No contexto da tecnologia, grandes movimentos não ocorrem da noite para o dia. É necessário estratégia, visão e, acima de tudo, ler bem a partida. E é exatamente isso que as principais empresas taiwanesas de manufatura eletrônica estão fazendo: investindo bilhões de dólares em território americano, assegurando assim um lugar privilegiado na corrida global pela inteligência artificial (IA).
A atual situação não se limita a negócios; envolve também questões geopolíticas, logísticas e, em muitos casos, a própria sobrevivência.
O aumento da IA nos últimos dois anos gerou uma demanda crescente por servidores que suportem modelos complexos. Empresas como Wistron, Foxconn, Quanta e Wiwynn viram seus pedidos dispararem, especialmente de gigantes da nuvem que buscam infraestrutura imediata. Porém, essa euforia tecnológica é acompanhada por tensões comerciais entre os EUA e a China, fazendo com que Washington impuses novas restrições e tarifas que afetam componentes cruciais. A resposta de Taiwan? Transferir parte da produção para os próprios EUA.
Wistron destinou 45 milhões de dólares à sua subsidiária na Califórnia para fortalecer a capacidade de desenvolvimento e montagem de servidores de IA. Foxconn investiu 128 milhões em novas instalações em Houston e na Califórnia, com o objetivo claro de estar mais próximo de seus clientes americanos e reduzir riscos logísticos.

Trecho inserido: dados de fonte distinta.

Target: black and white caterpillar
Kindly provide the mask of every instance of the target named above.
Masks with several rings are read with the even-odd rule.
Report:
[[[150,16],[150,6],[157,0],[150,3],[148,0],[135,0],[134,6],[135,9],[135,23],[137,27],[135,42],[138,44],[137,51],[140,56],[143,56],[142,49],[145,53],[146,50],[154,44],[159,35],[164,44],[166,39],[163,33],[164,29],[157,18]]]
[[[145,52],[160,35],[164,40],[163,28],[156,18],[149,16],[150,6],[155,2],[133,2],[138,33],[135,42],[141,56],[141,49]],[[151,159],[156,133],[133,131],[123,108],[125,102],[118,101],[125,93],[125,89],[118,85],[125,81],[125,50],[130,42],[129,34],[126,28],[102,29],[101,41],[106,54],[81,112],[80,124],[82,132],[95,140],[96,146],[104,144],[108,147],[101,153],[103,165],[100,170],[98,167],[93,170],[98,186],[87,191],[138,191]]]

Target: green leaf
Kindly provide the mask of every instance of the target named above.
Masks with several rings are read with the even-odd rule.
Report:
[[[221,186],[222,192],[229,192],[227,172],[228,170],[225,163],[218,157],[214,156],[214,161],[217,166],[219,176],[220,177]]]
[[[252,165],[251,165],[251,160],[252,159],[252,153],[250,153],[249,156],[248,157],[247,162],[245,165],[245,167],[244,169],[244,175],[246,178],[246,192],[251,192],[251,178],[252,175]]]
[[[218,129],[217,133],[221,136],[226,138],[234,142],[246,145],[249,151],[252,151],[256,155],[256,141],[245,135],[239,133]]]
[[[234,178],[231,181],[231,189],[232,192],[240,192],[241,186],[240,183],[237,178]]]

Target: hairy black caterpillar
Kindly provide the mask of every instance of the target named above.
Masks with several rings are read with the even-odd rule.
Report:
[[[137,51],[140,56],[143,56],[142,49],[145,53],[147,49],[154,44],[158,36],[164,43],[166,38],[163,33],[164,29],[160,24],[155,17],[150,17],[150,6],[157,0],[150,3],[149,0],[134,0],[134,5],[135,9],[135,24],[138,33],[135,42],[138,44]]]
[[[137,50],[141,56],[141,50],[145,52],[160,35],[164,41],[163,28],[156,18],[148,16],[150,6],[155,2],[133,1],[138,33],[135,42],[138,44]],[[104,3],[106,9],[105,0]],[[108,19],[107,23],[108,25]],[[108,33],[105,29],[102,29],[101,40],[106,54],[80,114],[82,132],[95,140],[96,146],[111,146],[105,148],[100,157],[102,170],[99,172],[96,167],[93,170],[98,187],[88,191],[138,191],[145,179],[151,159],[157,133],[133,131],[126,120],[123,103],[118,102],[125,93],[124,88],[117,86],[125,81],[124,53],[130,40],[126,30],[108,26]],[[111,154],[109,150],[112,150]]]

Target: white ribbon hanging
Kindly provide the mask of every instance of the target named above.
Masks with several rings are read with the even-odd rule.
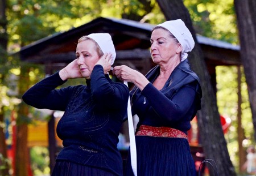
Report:
[[[123,83],[128,87],[128,83]],[[128,98],[128,106],[127,108],[128,115],[128,127],[129,128],[130,151],[131,156],[131,164],[134,176],[137,176],[137,153],[136,151],[136,143],[135,140],[134,128],[133,127],[133,115],[131,114],[131,101],[130,96]]]

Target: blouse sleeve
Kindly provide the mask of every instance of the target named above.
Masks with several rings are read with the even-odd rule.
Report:
[[[111,109],[119,109],[127,104],[128,87],[122,83],[110,83],[102,66],[94,66],[90,78],[92,97],[98,104]]]
[[[75,87],[55,88],[65,81],[62,80],[57,72],[30,88],[22,99],[27,104],[38,109],[64,111]]]
[[[155,111],[169,121],[181,119],[193,105],[196,91],[192,87],[185,86],[170,100],[151,83],[148,83],[142,91]]]

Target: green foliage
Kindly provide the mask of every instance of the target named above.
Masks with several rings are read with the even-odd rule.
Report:
[[[233,0],[185,0],[196,32],[205,37],[237,44]]]
[[[220,114],[232,119],[231,126],[225,135],[228,149],[230,159],[234,165],[238,166],[237,153],[238,144],[237,140],[237,109],[238,107],[238,80],[237,66],[218,66],[216,67],[216,81],[217,83],[217,99]],[[254,143],[252,115],[250,108],[245,81],[245,76],[242,71],[242,126],[245,130],[246,139],[243,141],[243,146],[246,148],[250,144]]]

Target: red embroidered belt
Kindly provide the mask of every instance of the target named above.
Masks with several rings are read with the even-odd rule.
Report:
[[[179,130],[165,127],[155,127],[147,125],[141,125],[135,135],[187,139],[187,135]]]

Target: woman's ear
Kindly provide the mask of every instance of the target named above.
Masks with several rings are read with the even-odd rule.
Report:
[[[176,50],[176,52],[177,53],[181,52],[182,51],[182,49],[183,49],[183,48],[182,48],[182,46],[180,44],[180,43],[178,43],[177,45],[177,49]]]

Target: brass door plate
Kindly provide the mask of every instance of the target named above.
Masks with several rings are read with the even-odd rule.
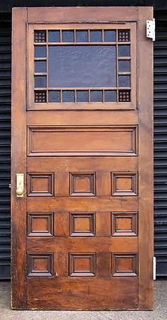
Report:
[[[24,174],[16,174],[16,197],[24,197]]]

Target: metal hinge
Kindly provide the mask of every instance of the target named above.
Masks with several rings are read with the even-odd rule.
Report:
[[[153,257],[153,280],[156,280],[156,257]]]
[[[154,18],[152,20],[146,20],[146,38],[150,38],[153,41],[156,40],[156,21]]]

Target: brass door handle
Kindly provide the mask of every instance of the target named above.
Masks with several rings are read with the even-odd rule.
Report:
[[[23,173],[16,174],[16,197],[23,197],[24,192],[24,175]]]

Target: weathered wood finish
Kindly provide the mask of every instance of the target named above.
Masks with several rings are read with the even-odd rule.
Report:
[[[146,7],[13,11],[13,309],[153,308],[151,18]],[[137,30],[133,105],[33,107],[33,28],[86,22]]]

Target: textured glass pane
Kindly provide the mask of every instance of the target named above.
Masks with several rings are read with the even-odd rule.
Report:
[[[105,42],[116,41],[115,30],[105,30],[104,32]]]
[[[62,31],[62,42],[73,43],[74,41],[74,35],[73,31]]]
[[[130,71],[130,61],[129,60],[118,61],[118,71],[120,72]]]
[[[63,91],[62,101],[63,102],[74,102],[74,91]]]
[[[116,102],[116,90],[105,90],[105,102]]]
[[[118,56],[119,57],[129,57],[130,56],[130,46],[128,45],[118,45]]]
[[[103,101],[103,91],[94,90],[91,92],[91,102],[102,102]]]
[[[118,77],[119,87],[130,87],[130,76],[120,75]]]
[[[77,102],[88,102],[88,90],[76,92],[76,101]]]
[[[35,61],[35,72],[46,72],[47,62],[45,60]]]
[[[101,42],[101,41],[102,41],[101,30],[91,31],[91,42]]]
[[[59,43],[60,36],[59,31],[48,31],[48,41],[50,43]]]
[[[47,56],[46,45],[35,45],[34,56],[35,57],[46,57]]]
[[[46,76],[35,76],[35,88],[45,88],[47,87]]]
[[[88,33],[85,31],[76,31],[76,42],[88,42]]]
[[[60,91],[49,91],[49,102],[60,102]]]
[[[115,87],[115,46],[49,46],[49,86]]]

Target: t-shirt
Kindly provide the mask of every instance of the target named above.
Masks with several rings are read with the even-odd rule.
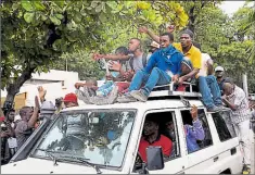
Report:
[[[183,53],[182,47],[180,43],[174,42],[173,46]],[[183,53],[186,58],[189,58],[194,68],[202,67],[202,54],[200,49],[192,46],[187,53]]]
[[[162,147],[162,151],[164,155],[169,157],[171,153],[173,142],[169,138],[167,138],[164,135],[160,135],[158,138],[150,143],[144,137],[141,138],[140,145],[139,145],[139,153],[141,155],[141,159],[146,162],[146,148],[149,146],[160,146]]]
[[[15,135],[17,141],[17,149],[20,149],[23,143],[30,137],[33,134],[33,129],[28,127],[28,123],[26,121],[18,121],[16,123]]]
[[[213,64],[213,60],[211,59],[209,54],[202,53],[202,64],[201,70],[197,76],[207,76],[208,75],[208,63]]]

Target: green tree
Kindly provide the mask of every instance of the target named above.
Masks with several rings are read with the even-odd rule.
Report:
[[[100,48],[101,43],[111,38],[105,35],[109,26],[115,27],[123,22],[124,27],[140,23],[158,27],[168,17],[164,11],[156,10],[160,3],[67,0],[1,2],[1,88],[7,88],[7,100],[12,102],[31,73],[47,72],[62,53],[84,48],[103,49]],[[175,14],[176,24],[183,26],[188,17],[181,7],[176,2],[166,3],[167,13]]]
[[[81,80],[88,78],[100,79],[105,75],[105,71],[101,71],[99,64],[91,59],[91,54],[85,50],[62,54],[61,58],[54,62],[52,68],[63,71],[67,68],[67,71],[78,72]]]

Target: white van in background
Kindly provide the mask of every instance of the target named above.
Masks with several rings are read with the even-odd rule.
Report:
[[[63,110],[54,121],[35,133],[3,174],[238,174],[242,172],[239,140],[229,111],[207,113],[195,92],[153,91],[146,102],[85,104]],[[183,101],[184,98],[184,101]],[[199,108],[205,132],[197,151],[188,152],[183,124],[190,107]],[[148,163],[138,148],[146,117],[155,117],[164,135],[165,123],[174,122],[175,151],[163,158],[150,147]],[[67,125],[73,122],[73,125]],[[31,141],[34,140],[34,142]],[[36,141],[35,141],[36,140]],[[29,150],[29,149],[30,150]],[[29,150],[22,160],[24,150]],[[23,158],[25,158],[23,155]]]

O Texas, com seu ecossistema tecnológico em expansão, se torna um dos novos centros da IA, onde Quanta já opera e Wiwynn planeja movimentos estratégicos.
Taiwan, que fabrica mais de 80% dos sistemas de servidores e mais de 90% das placas-mãe do mundo, realiza atualmente menos de 15% dessa produção na América do Norte. Essa desproporção torna os fabricantes vulneráveis a interrupções e aumentos de custos devido a questões políticas ou logísticas. Com a IA acelerando o ritmo de investimento, as empresas estão cada vez mais conscientes da necessidade de produzir mais perto do cliente final.
Essas investidas não são improvisadas. Segundo analistas do setor, as empresas taiwanesas de EMS buscam se posicionar como parceiras estratégicas da indústria de IA nos EUA, e não apenas como fornecedoras. O recado é claro: para servidores de ponta, não é preciso buscar do outro lado do Pacífico; eles estarão montados a poucos estados de distância.
Esse movimento também representa novas oportunidades para a indústria americana, que poderá integrar sua cadeia de suprimentos de maneira mais eficaz com parceiros de alta capacidade tecnológica. No entanto, Taiwan permanece um competidor forte em termos de eficiência e custos, mesmo fabricando nos EUA.
Para os taiwaneses, o desafio consiste em manter sua margem enquanto se adaptam a um cenário com custos operacionais mais altos. Para os americanos, abre-se a oportunidade de reforçar seu ecossistema de IA com aliados que dominam o hardware.
O que está acontecendo entre Taiwan e os EUA no setor de IA serve como uma lição sobre adaptação. Assim como certas empresas que falharam em perceber a mudança para smartphones desapareceram do mercado, aquelas que não entenderem a velocidade e complexidade do mercado de IA correm o mesmo risco. As EMS taiwanesas decidiram não esperar o que acontecerá; elas se movimentaram, e o fizeram em grande escala.